NDCR sends over 40 invitations to prospective speakers each year, usually active and retired politicians. Securing a nationally renowned speaker, Gianfalla lamented, is often difficult because of the club’s limited budget. He asked Coulter in person about a potential visit when he met her over winter break, and she “was happy to be following up President Obama who drove equal controversy for the wrong reasons. She also took a significant price cut in her speaker’s fee.”

Gianfalla asserts that the club of over 1,000 members is “ecstatic” to host Coulter, but reactions from others on campus range from fury to disappointment.
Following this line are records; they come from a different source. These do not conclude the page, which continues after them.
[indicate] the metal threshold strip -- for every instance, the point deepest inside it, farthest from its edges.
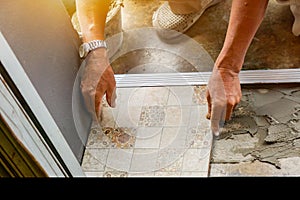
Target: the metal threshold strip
(201, 78)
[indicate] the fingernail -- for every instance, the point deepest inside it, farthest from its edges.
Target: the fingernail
(216, 133)
(113, 103)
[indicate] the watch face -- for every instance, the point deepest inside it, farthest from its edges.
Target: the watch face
(81, 51)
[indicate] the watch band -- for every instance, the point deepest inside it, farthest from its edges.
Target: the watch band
(86, 47)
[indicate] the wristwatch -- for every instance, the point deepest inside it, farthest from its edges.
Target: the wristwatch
(86, 47)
Gianfalla dismissed the string of outraged Observer Viewpoints, claiming, “Many of Coulter’s statements are based on experience and fact, yet a good amount of people ignore those facts in the effort to defend being ‘politically correct.’”

Several professors also raise some crucial questions to the Rover about what Coulter’s impending visit means to the university.

“A student group is entitled to invite whomever it may wish to visit campus. However, I think the invitation of Ann Coulter is unfortunate and regrettable,” said Patrick Deneen, Professor of Political Science. “Ms. Coulter has achieved prominence through rhetorical excess that aims to polarize or offend, but rarely educates. She contributes to a political culture that is divisive and that too often is satisfied to demonize opponents rather than engaging in constructive exchange.”

Deneen continued, “I think there would be many thoughtful, if still partisan, voices who would positively contribute to our community of civility, exchange and reflection.”

Professor Laura Hollis from the Mendoza College of Business had a slightly different take:

“I don’t agree with everything Ann Coulter says. When I disagree, it’s often over the way she says things. But even when I disagree with her, I respect her. Because she is brave, and we need brave right now. One of the things that concerns me most in our country is the constant effort by self-appointed word police to ban this word and that word, and the expression of this idea and that idea. In lieu of government censorship, we now have widespread social media efforts to create pariahs out of anyone who says anything that offends anyone. Colleges and universities are rife with ‘speech codes’ and ‘speech zones’ … Any opinion with which someone disagrees can be castigated as ‘hate speech.’

“It’s dangerous, and it’s absolutely un-American,” Hollis continued. “Ann says what she thinks—and she doesn’t pull any punches. Would I say things the same way? I doubt it. But so what? That’s what the ‘marketplace of ideas’ is all about.”

Professor John Duffy of the Department of English expressed that he is “not really interested in Coulter. She’s a huckster who has found success selling a virulent speech to people who like it.”

He went on to say: “It is increasingly rare in our culture to have a space like a university where we can argue about big questions, and we’re obligated to honor the university’s commitment to different views. This is a moment to reflect on what kind of discourse we value and how that discourse fits into the university’s mission. We need to determine if we are asking the right questions and attempting to argue productively about deep issues concerning how to heal, unify, and enlighten. At the end of the day, Coulter will leave, and we will still be Notre Dame.”

How Coulter’s visit will impact campus remains to be seen, but Gianfalla is firm on NDCR’s stance.

“To those who believe we are driving a wedge between the student body [with the invitation of Coulter]: We are not creating a wedge by inviting a partisan speaker to speak to a partisan club, but those who vociferously object and cry offense are creating such a wedge. In no way and under no circumstances will we rescind our invitation,” Gianfalla concluded.